Connected rates of change kite problem _A boy is flying a kite. The boy is running into the wind at a steady speed of 3 m s−1, with the kite flying directly downwind of the boy. At one instant, the length of the string between the child and the kite is 20 m, and is increasing at a steady rate of 2 m s−1. The angle θ that the string makes with the vertical is π/4 radians, and is decreasing at a steady rate of 0.2 radians per second. Find the velocity of the kite and the angle of the velocity from the horizontal_ I started the problem by considering $$\sin(\theta) = \frac{y}{20}$$ and differentiating to give $$\\\cos(\theta) \frac{d\theta}{dt}= \frac{1}{20}\frac{dy}{dt} $$ which could be rearranged to give expressions for the vertical and horizontal velocities. However, these were incorrect. I'm not really sure whether I'm approaching this incorrectly.

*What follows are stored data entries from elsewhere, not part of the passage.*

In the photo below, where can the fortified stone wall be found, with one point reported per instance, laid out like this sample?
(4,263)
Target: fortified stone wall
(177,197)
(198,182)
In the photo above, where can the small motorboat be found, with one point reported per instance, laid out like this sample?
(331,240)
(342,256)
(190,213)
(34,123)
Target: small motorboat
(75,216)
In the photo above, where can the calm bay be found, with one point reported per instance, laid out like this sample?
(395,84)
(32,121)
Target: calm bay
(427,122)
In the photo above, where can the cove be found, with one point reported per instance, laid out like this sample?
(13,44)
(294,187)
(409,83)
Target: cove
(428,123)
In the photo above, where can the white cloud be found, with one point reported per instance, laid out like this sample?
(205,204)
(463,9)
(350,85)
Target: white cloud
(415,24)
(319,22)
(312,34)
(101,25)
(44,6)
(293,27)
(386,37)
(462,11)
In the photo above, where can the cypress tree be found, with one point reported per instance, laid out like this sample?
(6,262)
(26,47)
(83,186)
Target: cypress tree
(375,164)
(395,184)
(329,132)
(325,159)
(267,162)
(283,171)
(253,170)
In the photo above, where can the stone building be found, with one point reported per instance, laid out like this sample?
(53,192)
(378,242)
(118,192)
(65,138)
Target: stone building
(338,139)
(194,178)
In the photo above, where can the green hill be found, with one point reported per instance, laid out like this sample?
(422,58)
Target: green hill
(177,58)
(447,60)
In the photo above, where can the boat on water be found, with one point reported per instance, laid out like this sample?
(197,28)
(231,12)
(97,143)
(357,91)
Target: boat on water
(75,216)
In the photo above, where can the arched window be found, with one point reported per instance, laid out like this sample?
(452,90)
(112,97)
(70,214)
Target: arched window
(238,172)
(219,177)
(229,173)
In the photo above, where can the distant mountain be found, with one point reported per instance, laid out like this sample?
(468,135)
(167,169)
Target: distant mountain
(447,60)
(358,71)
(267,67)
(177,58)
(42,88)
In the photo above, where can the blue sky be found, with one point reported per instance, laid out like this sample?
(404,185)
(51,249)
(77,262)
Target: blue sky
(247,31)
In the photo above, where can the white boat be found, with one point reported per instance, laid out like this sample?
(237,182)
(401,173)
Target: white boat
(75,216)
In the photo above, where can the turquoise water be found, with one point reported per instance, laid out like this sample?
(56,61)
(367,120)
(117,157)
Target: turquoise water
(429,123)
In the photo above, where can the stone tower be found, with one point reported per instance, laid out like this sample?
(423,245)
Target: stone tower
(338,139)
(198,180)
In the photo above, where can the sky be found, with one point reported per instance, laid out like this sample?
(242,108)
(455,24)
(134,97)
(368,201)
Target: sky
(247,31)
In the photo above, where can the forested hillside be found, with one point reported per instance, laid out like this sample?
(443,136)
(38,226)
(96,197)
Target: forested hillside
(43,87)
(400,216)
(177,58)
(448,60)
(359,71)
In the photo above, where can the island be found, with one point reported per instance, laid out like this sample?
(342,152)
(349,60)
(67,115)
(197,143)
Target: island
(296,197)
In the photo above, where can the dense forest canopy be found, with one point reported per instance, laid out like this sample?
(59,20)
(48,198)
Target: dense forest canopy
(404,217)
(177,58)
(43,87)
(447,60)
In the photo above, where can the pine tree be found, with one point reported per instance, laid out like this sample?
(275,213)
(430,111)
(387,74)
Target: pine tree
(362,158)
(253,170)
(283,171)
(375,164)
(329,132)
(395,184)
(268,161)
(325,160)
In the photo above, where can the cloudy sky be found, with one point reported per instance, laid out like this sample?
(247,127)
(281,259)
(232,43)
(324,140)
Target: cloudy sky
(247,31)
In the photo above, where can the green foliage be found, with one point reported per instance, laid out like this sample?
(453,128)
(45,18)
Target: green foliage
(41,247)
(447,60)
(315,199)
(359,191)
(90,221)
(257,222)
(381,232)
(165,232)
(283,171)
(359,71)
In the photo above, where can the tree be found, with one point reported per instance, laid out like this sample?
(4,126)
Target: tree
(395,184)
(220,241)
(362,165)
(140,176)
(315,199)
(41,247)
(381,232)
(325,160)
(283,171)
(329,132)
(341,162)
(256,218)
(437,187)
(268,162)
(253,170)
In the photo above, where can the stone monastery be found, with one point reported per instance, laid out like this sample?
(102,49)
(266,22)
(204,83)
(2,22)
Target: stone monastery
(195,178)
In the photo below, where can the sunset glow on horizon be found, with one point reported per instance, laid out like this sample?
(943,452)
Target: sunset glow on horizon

Any help would be appreciated, thanks.

We are given that the angle to the kite is $\theta(t) = \frac \pi 4 - 0.2t$ and that the length of the string is $L(t) = 20 + 2t$. If the boy starts at $(0,0)$ and runs to the left, we can write the following equations for the $x$ and $y$ positions of the kite: $$x(t) = -3t + L(t)*\cos(\theta(t))$$ $$y(t) = L(t)*\sin(\theta(t))$$ Now you just need to differentiate.